La vic­time est morte sur le coup lors d’une dis­pute pour une his­toire de cuisson.

« J’ai pris un cou­teau de cui­sine et je l’ai plan­té » annonce Jean-Luc Verrier. Ce der­nier est accu­sé du meurtre de son com­pa­gnon. L’entourage de ce couple homo­sexuel les consi­dé­rait bien comme un couple mais pour­tant l’accusé pré­cise « Je l’ai repris pour lui offrir un toit ». Michael Bouterra, la vic­time, a ren­con­tré son meur­trier en 2010 avec une rela­tion chao­tique de 6 ans. Michael Bouterra sem­blait ne pas accep­ter son homo­sexua­li­té. Marié et père de 4 enfants, il aurait vécu de nom­breuses sépa­ra­tions et récon­ci­lia­tions avec Jean-Luc Verrier. Jean-Luc lui aus­si avait du mal à en par­ler. Il était vic­time d’un père violent.

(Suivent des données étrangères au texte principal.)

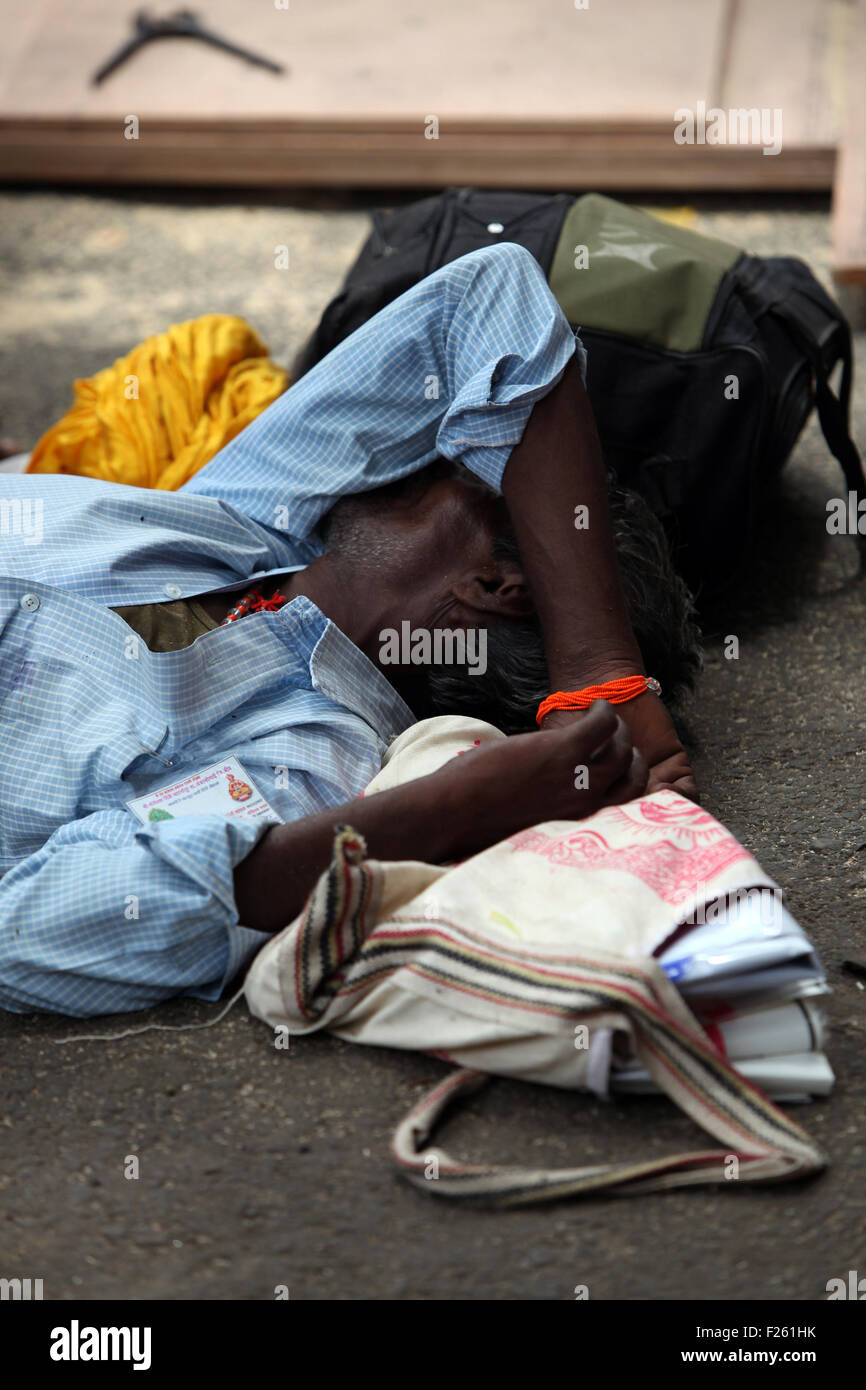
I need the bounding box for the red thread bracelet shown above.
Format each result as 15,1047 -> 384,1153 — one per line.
535,676 -> 662,724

Le 29 mai 26, Jean-Luc et Michael étaient invi­tés chez une amie. Ils avaient, dès le début de la soi­rée, bien bu, bien plus qu’il n’en fal­lait. Ils se sont dis­pu­tés pour une his­toire de cuis­son. Pendant la dis­pute, un miroir s’est bri­sé, Michael Bouterra a pris un mor­ceau de miroir et a mena­cé Jean-Luc Verrier. Ce der­nier a pris un cou­teau de cui­sine et l’a enfon­cé dans l’abdomen de Michael qui est mort presque sur le coup. Même si Jean-Luc recon­naît les faits, il y a tout de même des zones d’ombre. Pourquoi avoir appe­lé les secours bien après avoir appe­lé ses proches ? Et pour­quoi nier qu’ils for­maient un couple ?

Une légi­time défense est peu cré­dible pour les par­ties civiles et pour l’accusation. On a retrou­vé sur la vic­time des plaies post mor­tem qui res­tent sans expli­ca­tion. Pour se défendre sur ce sujet, Michael annonce qu’il a « des trous de mémoire ». Le ver­dict sera ren­du jeu­di soir à la cour d’assises de la Loire.